From time to time a book appears on my radar not because I get to put it in the hands of lots of customers but for the complete opposite reason. One or two of the popular vloggers seem to have self-published volumes which are just not available to us and, occasionally, there are ‘rights’ issues which mean that a book is just not legally available in the UK. (This doesn’t mean the book is banned or anything. Publishers buy the right to produce books in various regions – Australia, Europe, China or USA perhaps – and if you are not in that region you can’t buy that edition. Which is okay if there is an edition in the region you live in but annoying if there isn’t).

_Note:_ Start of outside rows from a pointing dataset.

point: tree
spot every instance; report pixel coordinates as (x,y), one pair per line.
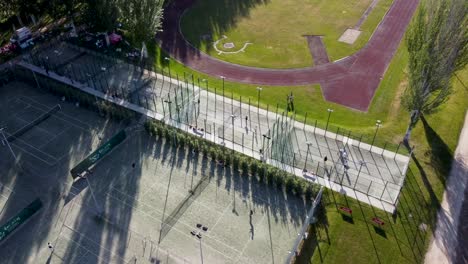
(142,18)
(102,14)
(437,45)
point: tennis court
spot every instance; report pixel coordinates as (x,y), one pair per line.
(46,140)
(247,222)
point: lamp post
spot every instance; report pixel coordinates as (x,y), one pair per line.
(233,117)
(328,119)
(5,141)
(377,126)
(307,155)
(169,105)
(206,107)
(168,65)
(265,136)
(259,89)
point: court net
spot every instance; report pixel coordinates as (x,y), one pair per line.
(34,123)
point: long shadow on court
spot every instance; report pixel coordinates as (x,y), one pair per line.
(31,178)
(219,17)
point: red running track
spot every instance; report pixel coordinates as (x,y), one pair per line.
(351,81)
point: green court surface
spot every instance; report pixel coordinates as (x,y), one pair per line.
(276,29)
(149,212)
(157,191)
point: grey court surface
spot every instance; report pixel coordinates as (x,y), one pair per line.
(147,212)
(337,159)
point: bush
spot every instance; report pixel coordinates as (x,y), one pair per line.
(265,173)
(289,184)
(253,166)
(245,165)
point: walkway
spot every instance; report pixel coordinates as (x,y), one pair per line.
(450,238)
(351,81)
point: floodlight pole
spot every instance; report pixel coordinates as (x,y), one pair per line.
(222,77)
(233,117)
(377,126)
(307,155)
(328,119)
(6,141)
(100,211)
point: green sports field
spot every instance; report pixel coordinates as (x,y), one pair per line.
(276,29)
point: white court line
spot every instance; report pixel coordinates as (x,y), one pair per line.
(36,126)
(219,219)
(60,113)
(32,155)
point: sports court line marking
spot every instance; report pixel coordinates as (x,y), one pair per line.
(248,240)
(52,139)
(89,127)
(219,218)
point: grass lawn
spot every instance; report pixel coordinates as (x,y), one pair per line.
(276,28)
(435,141)
(356,240)
(309,99)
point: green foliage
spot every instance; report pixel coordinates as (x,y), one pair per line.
(84,99)
(141,18)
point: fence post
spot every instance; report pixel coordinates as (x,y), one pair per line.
(396,152)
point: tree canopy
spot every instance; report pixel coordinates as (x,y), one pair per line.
(437,45)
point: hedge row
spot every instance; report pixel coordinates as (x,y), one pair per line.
(254,168)
(72,94)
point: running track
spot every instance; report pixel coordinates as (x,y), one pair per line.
(351,81)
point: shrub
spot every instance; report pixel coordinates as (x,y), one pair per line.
(244,165)
(235,161)
(253,166)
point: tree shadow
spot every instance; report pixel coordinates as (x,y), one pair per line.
(31,178)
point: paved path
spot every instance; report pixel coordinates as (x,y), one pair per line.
(351,81)
(451,236)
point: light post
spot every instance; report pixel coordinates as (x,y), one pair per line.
(377,126)
(233,117)
(169,105)
(259,89)
(265,136)
(307,156)
(361,163)
(206,87)
(328,120)
(168,66)
(222,77)
(5,141)
(100,211)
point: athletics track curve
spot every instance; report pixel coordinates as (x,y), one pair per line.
(351,81)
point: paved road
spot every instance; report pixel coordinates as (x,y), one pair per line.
(450,243)
(351,81)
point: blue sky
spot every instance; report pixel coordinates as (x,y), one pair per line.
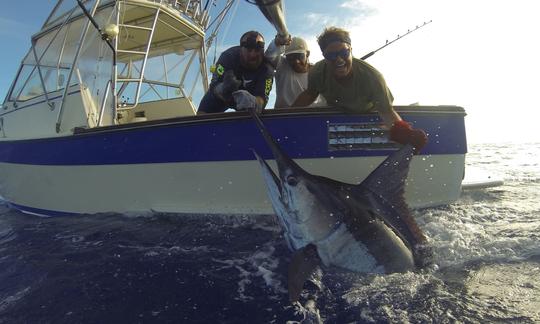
(479,54)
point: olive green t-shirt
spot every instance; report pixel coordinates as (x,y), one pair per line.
(365,92)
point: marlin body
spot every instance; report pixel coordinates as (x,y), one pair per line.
(365,228)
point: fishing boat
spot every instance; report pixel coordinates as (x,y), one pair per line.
(101,118)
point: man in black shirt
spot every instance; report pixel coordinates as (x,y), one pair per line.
(242,79)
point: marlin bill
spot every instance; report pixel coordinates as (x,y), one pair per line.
(366,228)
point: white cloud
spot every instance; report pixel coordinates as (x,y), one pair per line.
(12,29)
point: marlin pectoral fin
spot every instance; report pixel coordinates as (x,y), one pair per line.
(386,185)
(303,263)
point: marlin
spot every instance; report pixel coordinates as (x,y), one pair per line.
(365,228)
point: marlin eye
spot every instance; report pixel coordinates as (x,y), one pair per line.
(292,181)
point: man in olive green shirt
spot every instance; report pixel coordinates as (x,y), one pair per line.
(354,85)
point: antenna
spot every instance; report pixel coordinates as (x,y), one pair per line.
(396,39)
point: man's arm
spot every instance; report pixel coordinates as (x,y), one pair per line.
(306,98)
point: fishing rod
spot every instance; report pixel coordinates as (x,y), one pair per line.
(396,39)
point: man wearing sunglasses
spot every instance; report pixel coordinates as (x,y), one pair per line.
(242,78)
(290,57)
(356,86)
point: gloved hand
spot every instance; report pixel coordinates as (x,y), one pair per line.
(228,85)
(403,133)
(245,100)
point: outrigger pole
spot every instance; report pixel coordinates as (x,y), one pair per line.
(273,11)
(396,39)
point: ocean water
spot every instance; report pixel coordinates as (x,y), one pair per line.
(167,269)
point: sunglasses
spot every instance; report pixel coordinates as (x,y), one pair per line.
(252,44)
(296,56)
(332,56)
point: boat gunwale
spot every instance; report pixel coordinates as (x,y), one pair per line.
(240,115)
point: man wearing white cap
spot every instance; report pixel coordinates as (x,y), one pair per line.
(290,59)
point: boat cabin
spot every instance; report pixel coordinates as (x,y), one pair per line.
(106,62)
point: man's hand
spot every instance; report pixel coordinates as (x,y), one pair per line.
(281,40)
(403,133)
(229,84)
(245,100)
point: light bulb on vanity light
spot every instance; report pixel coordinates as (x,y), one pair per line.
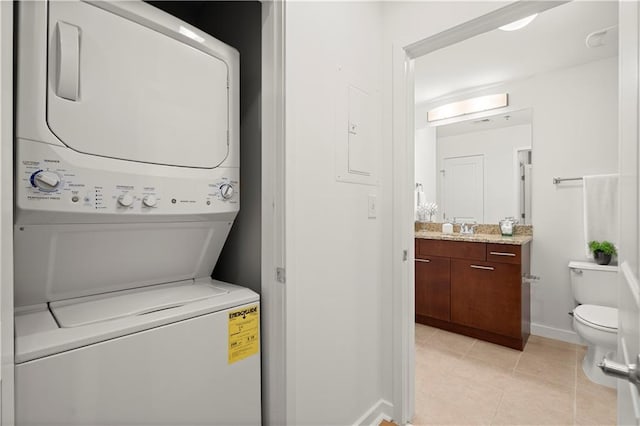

Recently we have been getting a lot of enquiries about the anonymously written Diary of an Oxygen Thief and, until recently, we have been largely coming up against these ‘rights’ issues. When I heard that a UK edition was due I decided that I should see what all the fuss was about.
Let’s just be really honest from the beginning. I didn’t like this book. The best thing I can say about it is that it was reasonably well-written in terms of pace and style and, despite finding no redeeming features at all in the narrator, I did finish the book. But mostly because he kept hinting that he got his comeuppance (and I did want to see that happen…). Mostly I found the book worrying. It is the diary of a young man in his thirties detailing his relationships with women: and when I say ‘relationships’ I mean his habit of acting like a decent person until a woman falls in love with him (and, somehow, they always do) and then humiliating them in an attempt to break their heart. Now I know that men like this must exist but, in the real world, I suggest they exist mostly in their own imaginations. The humiliations are often very graphic in terms of sexual slurs and insults and always deeply unpleasant to read. There is a plot – a reason for the writing and planned publication of the diary – but, to be honest, it just felt like an excuse for the misogyny to me.
I worry about this book because almost all of the enquiries I’ve had about it have been from teens (or the parents of teens) who have probably seen the infamous opening passage on Twitter or Tumblr. ‘That quote‘ makes it sound like a teen book but I would certainly want to let parents of younger teens know that it is much more adult in content. I mean, the main character is in his 30s – why would teens want to hear about someone so ancient? Although, to be fair, his actions and repertoire of sexist insults have the maturity of the average 12-year-old so maybe that would help…There have been comparisons made to Catcher in the Rye (the narrator is as annoying as Holden Caulfield but without any of the literary class) but I’d say that American Psycho is nearer the mark – and I’d not give that to a younger teen either. I don’t think we should be overly keen to censor what young people read but I would certainly want to advise parents to read this themselves and be prepared to have some difficult conversations with both teenaged boys and girls about why the behaviours in this book would not be acceptable in real life.